Dr. Frank P.K. Hsu performed Jasmine Williams’ epilepsy surgeries based on Dr. Jack L. Lin’s mapping of her brain. (Photo credit: Shane O'Donnell)
After life-changing medical care, patients often want to give back. For Jasmine Williams, that opportunity came before brain surgery to cure her epilepsy.
Determined to gain control of her seizures, Jasmine Williams had brain surgery at UCI Medical Center in June 2018. It turned out to be life-changing — for herself and potentially many other people with neurological conditions.
Now seizure-free, Williams, 28, is able to hold her first full-time job: teaching fifth grade in Montclair, Calif. She’s able to drive, so she no longer relies on her family to get places.
She’s also pursuing her passion for woodworking, brightening the lives of children with serious illnesses by donating handcrafted jewelry cases to Beads of Courage, an organization that gives pediatric patients a bead for each medical test they undergo.
For the good of science
Williams already has helped advance brain science by participating in more than two dozen research trials while undergoing presurgical tests to pinpoint the origins of her seizures.
Data from her case has contributed to groundbreaking published studies that are shedding light on neurological disorders, sleep and how humans learn.
“I think a patient who has epilepsy understands other people who are suffering,” says Dr. Jack J. Lin, director of the UCI Health Comprehensive Epilepsy Program and professor of neurology and biomedical engineering at UCI.
“It seems like there’s a special quality that leads to this kind of generosity.”
More than 100 seizures a night
Williams was referred to Lin after years of suffering from nightly seizures — more than 100 some nights — and the dizzying side effects of epilepsy medications.
“Dr. Lin gave me so much hope,” says Williams, who had her first seizure at age 8. “He explained what the surgical process would be like, he took his time with me and he was honest with me.”
Surgery can be an excellent option for eligible patients who struggle to control epilepsy with medications.
“The success rate is really high,” says Dr. Frank P.K. Hsu, professor and chair of the Department of Neurological Surgery at UCI School of Medicine and professor of biomedical engineering at UCI.
“About 60% to 70% of patients will have no more seizures. That’s great, but if you can reduce the frequency and severity of seizures that, too, can make a big difference in the patient’s life.”
Mapping electrical activity
Before surgery, Williams underwent two multiday evaluations to determine where her seizures were originating in her brain.
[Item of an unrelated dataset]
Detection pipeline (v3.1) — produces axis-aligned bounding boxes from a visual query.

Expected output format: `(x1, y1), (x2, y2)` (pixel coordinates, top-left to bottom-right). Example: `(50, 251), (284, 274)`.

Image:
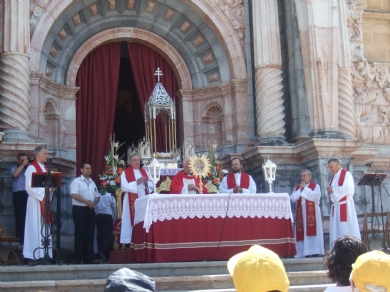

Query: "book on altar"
(183, 178), (196, 194)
Hsu made 18 small holes in Williams’ skull, feeding wires into the holes to insert electrodes in her frontal and temporal lobes.
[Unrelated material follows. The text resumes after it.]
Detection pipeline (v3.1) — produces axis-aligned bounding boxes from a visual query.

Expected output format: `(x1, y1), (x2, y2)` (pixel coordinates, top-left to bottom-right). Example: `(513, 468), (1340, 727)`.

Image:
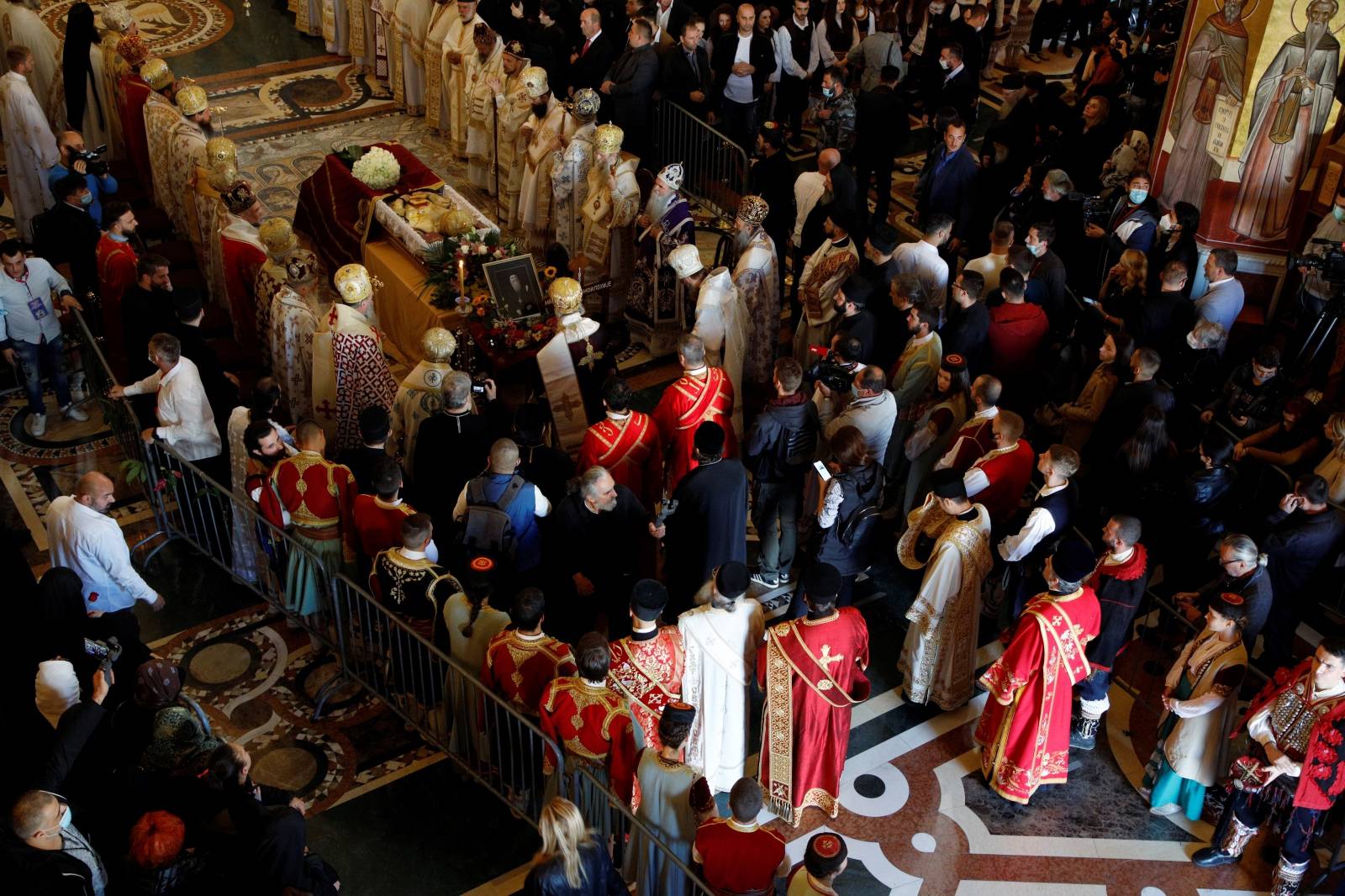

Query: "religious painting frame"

Data from these tests allowed Williams’ medical team to gather critical details about her case — confirming that her seizures were originating in the frontal lobe.
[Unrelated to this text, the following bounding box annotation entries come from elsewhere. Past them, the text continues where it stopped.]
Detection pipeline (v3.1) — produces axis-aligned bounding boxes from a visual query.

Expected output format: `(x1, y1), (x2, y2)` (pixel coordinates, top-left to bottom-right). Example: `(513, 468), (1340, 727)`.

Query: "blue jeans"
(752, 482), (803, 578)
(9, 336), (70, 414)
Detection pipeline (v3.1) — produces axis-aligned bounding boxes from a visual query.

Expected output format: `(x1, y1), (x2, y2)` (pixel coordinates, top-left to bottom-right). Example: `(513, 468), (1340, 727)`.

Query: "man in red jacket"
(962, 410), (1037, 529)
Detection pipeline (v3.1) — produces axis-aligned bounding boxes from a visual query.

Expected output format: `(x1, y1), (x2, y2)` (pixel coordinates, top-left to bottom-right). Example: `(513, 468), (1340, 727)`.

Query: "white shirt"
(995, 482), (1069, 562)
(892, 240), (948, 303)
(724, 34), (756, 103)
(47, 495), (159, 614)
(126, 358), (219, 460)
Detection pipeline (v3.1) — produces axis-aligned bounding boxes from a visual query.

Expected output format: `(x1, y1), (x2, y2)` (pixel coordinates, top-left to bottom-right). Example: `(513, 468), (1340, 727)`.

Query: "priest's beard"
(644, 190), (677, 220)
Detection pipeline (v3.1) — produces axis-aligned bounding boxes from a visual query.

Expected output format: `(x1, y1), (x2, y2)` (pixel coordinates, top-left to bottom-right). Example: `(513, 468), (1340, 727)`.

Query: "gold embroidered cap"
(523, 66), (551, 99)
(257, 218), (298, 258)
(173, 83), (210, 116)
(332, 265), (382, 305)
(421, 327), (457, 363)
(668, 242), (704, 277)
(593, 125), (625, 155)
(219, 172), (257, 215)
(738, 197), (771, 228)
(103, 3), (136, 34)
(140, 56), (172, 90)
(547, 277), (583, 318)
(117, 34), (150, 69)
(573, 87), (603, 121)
UCI researchers compiled additional data for more than a dozen clinical studies by recording her reactions on various tests.
“This information is so precious because there’s no other way of getting it,” says Lin. “We are indebted to our volunteer patients in our Comprehensive Epilepsy Program.”
Inside Williams’ brain
Some of the studies asked Williams to view images on a screen and answer questions; others involved recording her brain activity as she slept.
“It was actually kind of fun,” she says. “I was happy to just give back.”
Because Williams had electrodes in her amygdala region (the brain’s emotion center) as well as in her hippocampus region (the memory center), she also participated in a study — recently published in the journal Neuron — about how the amygdala and hippocampus communicate with one another.
“We are discovering how emotional memory occurs inside a human brain in real time,” says Lin. “This will have profound implications for conditions such as post-traumatic stress disorder.”
Pinpointing her seizures
In another procedure called subdural electrode grid testing, Hsu arranged electrodes in a section of Williams’ frontal lobe.
“This grid allows us to map exactly the extent of the seizure location,” says Lin.
“It also allows us to map the functional activity around the area. We send a little electrical activity into these 3-millimeter contacts and we see if she’ll have any behavior change, like a twitch of an arm, finger or mouth.”
This testing is critical to ensure that brain tissue affecting motor function is spared during surgery.
Williams’ procedure involved removing a few centimeters of brain tissue — about the size of a kiwi, says Hsu — and implanting a responsive neurostimulation device as insurance to prevent future seizures.
She was cleared to go home the following day and has been seizure-free ever since.
“In the end, I couldn’t have hoped for a better result,” Williams says.